Gempar! Film Dokumenter 'Melania' Pecahkan Rekor Disparitas Kritik-Audiens Terbesar Sepanjang Sejarah Rotten Tomatoes!

Sabtu, 07 Februari 2026, Februari 07, 2026
Gempar! Film Dokumenter 'Melania' Pecahkan Rekor Disparitas Kritik-Audiens Terbesar Sepanjang Sejarah Rotten Tomatoes!
Gempar! Film Dokumenter 'Melania' Pecahkan Rekor Disparitas Kritik-Audiens Terbesar Sepanjang Sejarah Rotten Tomatoes! (Image: Rolling Stone)
Sebagai Jurnalis Film Senior Nontonyo TV, saya telah menyaksikan banyak kontroversi dan perdebatan seputar rilis film. Namun, apa yang terjadi pada film dokumenter terbaru berjudul 'Melania' benar-benar menorehkan sejarah baru di ranah kritik film. Menurut laporan dari Rolling Stone, film yang mengangkat sosok mantan Ibu Negara Melania Trump ini kini memegang rekor sebagai film dengan kesenjangan penilaian kritikus dan audiens terbesar dalam sejarah situs agregator ulasan film terkemuka, Rotten Tomatoes.

Kritikus Menghujat, Audiens Membela?

Proyek film 'Melania' yang didanai Amazon dengan biaya fantastis mencapai 75 juta dolar AS ini memang sudah mencuri perhatian sejak awal. Namun, perhatian yang didapatkannya di kalangan kritikus profesional jauh dari positif. Para kritikus secara seragam mengecam film ini, melabelinya sebagai "propaganda" murni dan bahkan menyebutnya "kekosongan yang sombong dan cemberut." Jelas sekali, pandangan para kritikus sangatlah keras dan hampir tidak menyisakan ruang untuk apresiasi.

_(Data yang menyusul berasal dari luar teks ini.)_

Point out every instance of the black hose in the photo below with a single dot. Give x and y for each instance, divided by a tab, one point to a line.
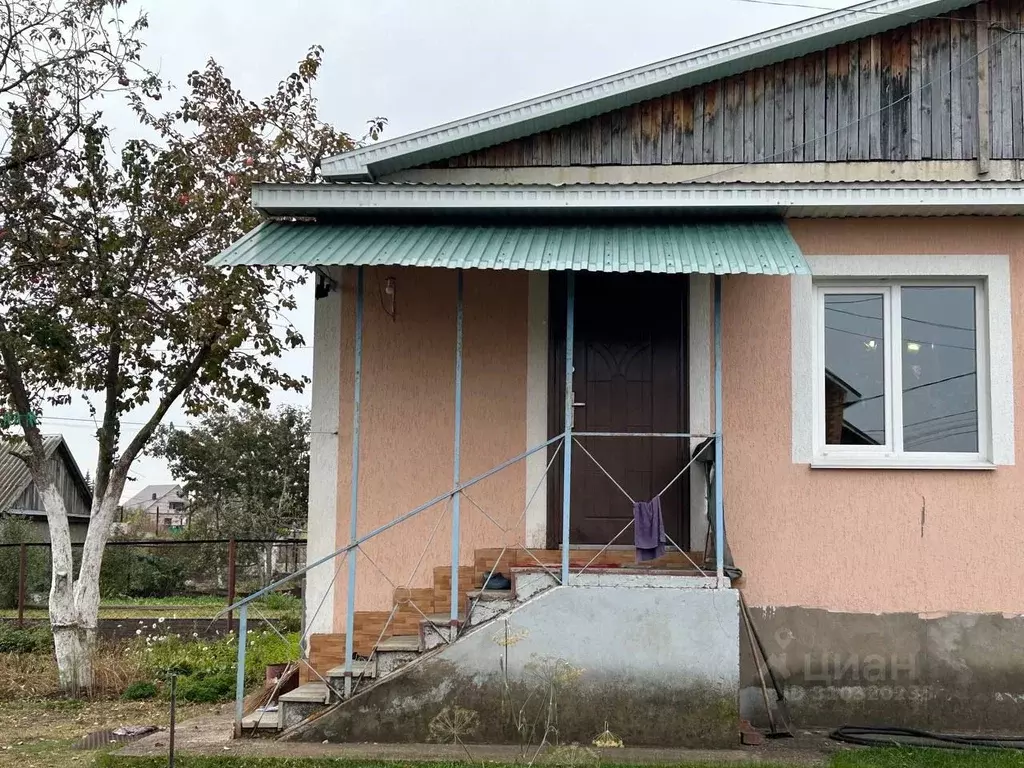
891	736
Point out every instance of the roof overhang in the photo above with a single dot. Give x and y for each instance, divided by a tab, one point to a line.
785	201
760	247
631	87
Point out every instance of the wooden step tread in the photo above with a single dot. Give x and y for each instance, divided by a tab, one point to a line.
441	620
487	595
264	721
359	669
308	693
399	642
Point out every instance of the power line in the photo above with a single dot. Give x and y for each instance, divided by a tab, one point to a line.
89	423
908	341
904	317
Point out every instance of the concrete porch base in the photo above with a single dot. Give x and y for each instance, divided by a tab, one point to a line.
654	664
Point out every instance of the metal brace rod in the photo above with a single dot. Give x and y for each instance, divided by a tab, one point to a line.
457	459
353	527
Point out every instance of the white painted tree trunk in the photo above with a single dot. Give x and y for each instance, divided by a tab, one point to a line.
75	603
74	670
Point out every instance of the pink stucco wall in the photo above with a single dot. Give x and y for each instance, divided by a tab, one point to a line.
409	420
852	540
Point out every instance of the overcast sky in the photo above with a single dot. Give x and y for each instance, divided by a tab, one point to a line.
419	62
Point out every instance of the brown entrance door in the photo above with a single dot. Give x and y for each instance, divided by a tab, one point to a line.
628	377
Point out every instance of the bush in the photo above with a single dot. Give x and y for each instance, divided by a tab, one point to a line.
206	669
139	691
28	640
206	689
128	571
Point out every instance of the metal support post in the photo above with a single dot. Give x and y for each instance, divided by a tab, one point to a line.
567	439
23	578
353	529
240	675
719	506
457	461
231	580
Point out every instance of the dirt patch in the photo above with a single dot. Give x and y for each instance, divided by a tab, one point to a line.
41	732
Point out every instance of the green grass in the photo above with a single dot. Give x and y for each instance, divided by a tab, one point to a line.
871	758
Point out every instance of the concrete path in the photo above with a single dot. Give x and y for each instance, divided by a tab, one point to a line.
211	735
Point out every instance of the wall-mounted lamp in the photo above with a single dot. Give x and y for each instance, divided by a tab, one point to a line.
324	284
389	288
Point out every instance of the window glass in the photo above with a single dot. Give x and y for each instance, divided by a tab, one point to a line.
855	359
940	369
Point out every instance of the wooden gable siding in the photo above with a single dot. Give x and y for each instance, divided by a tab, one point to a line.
910	93
75	502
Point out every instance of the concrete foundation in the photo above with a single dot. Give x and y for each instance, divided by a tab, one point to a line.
957	672
655	666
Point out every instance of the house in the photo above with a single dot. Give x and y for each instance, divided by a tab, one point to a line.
161	508
806	244
19	498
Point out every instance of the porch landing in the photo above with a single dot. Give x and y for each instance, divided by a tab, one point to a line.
653	658
402	622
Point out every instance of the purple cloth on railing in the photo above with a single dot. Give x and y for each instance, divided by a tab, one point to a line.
648	529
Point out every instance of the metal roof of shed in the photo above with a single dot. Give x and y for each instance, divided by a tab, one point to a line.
718	248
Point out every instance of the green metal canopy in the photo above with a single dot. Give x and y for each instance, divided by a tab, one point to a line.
717	248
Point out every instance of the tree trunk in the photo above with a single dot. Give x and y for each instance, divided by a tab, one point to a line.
74	668
75	603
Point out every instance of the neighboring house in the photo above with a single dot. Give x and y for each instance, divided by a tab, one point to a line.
834	205
19	498
161	508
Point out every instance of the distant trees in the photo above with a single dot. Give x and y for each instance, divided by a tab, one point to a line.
103	254
246	472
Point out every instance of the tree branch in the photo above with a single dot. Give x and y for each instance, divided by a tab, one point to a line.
186	378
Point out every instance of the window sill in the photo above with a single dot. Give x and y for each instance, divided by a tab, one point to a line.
881	463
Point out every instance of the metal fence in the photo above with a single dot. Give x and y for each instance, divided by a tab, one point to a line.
134	570
561	445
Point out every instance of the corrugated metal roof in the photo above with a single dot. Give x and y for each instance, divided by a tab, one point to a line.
737	199
14	477
720	248
630	87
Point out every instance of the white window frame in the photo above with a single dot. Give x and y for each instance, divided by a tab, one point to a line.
988	273
892	348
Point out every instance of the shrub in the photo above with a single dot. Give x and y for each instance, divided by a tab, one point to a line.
206	669
128	571
206	689
28	640
139	691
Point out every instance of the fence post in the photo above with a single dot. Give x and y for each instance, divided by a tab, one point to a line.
23	576
230	581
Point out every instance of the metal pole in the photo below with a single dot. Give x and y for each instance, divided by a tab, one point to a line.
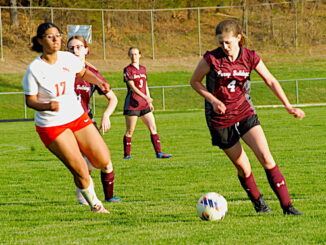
94	110
296	27
25	108
52	15
153	38
103	37
1	39
199	38
163	98
297	91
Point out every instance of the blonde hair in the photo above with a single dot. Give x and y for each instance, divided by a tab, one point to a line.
231	25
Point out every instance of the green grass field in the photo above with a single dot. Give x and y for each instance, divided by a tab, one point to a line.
38	206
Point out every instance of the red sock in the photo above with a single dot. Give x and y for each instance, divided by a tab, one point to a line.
127	145
107	180
249	185
156	143
277	182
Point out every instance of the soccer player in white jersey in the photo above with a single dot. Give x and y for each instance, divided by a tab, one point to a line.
63	126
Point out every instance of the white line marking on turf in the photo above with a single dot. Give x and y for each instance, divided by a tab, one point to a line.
16	148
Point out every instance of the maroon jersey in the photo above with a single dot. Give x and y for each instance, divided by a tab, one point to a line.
133	101
85	90
229	81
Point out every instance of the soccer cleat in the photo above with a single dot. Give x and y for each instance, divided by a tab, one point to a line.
113	199
80	198
99	209
163	155
290	210
260	205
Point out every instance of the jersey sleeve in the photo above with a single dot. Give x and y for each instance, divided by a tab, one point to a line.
127	76
254	60
75	63
29	83
208	58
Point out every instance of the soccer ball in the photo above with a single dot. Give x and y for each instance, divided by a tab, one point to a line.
212	206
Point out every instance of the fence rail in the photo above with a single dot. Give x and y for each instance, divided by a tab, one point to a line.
308	91
168	32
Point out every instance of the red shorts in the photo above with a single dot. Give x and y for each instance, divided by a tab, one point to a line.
49	134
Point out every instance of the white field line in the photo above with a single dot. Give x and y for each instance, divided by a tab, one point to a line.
16	148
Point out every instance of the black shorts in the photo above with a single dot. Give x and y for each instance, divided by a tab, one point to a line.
136	113
225	138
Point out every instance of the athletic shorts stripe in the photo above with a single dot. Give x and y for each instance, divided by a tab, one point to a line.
49	134
225	138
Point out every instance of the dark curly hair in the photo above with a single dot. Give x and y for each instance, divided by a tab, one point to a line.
41	29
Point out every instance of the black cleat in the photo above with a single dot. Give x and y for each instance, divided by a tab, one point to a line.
290	210
260	205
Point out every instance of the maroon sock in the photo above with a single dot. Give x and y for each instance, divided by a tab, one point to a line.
107	180
156	143
249	185
278	184
127	145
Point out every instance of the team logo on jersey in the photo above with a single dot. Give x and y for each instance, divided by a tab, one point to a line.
83	87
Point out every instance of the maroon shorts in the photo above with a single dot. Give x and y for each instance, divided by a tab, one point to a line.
49	134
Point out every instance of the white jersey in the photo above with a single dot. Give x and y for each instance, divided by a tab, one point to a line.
54	82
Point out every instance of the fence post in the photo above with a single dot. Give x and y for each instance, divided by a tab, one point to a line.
297	91
1	39
94	105
152	31
163	98
199	37
52	15
103	37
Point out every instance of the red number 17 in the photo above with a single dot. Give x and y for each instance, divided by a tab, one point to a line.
61	88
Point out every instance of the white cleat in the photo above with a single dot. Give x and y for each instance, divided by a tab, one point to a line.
99	209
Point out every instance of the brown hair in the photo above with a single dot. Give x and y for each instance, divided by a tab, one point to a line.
41	29
131	48
231	25
80	38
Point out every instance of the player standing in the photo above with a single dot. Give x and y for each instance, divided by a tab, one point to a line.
84	90
138	103
230	114
63	126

Di satu sisi, rekor disparitas yang disebut-sebut oleh Rolling Stone ini secara implisit menunjukkan bahwa persepsi audiens terhadap film 'Melania' sangat bertolak belakang. Meskipun skor audiens belum secara eksplisit disebutkan, fakta bahwa kesenjangan ini menjadi yang terbesar berarti bahwa sementara kritikus memberikan skor yang sangat rendah, penonton justru memberikan nilai yang jauh lebih tinggi. Fenomena ini menciptakan polarisasi ekstrem yang jarang terlihat, bahkan untuk film-film kontroversial sekalipun.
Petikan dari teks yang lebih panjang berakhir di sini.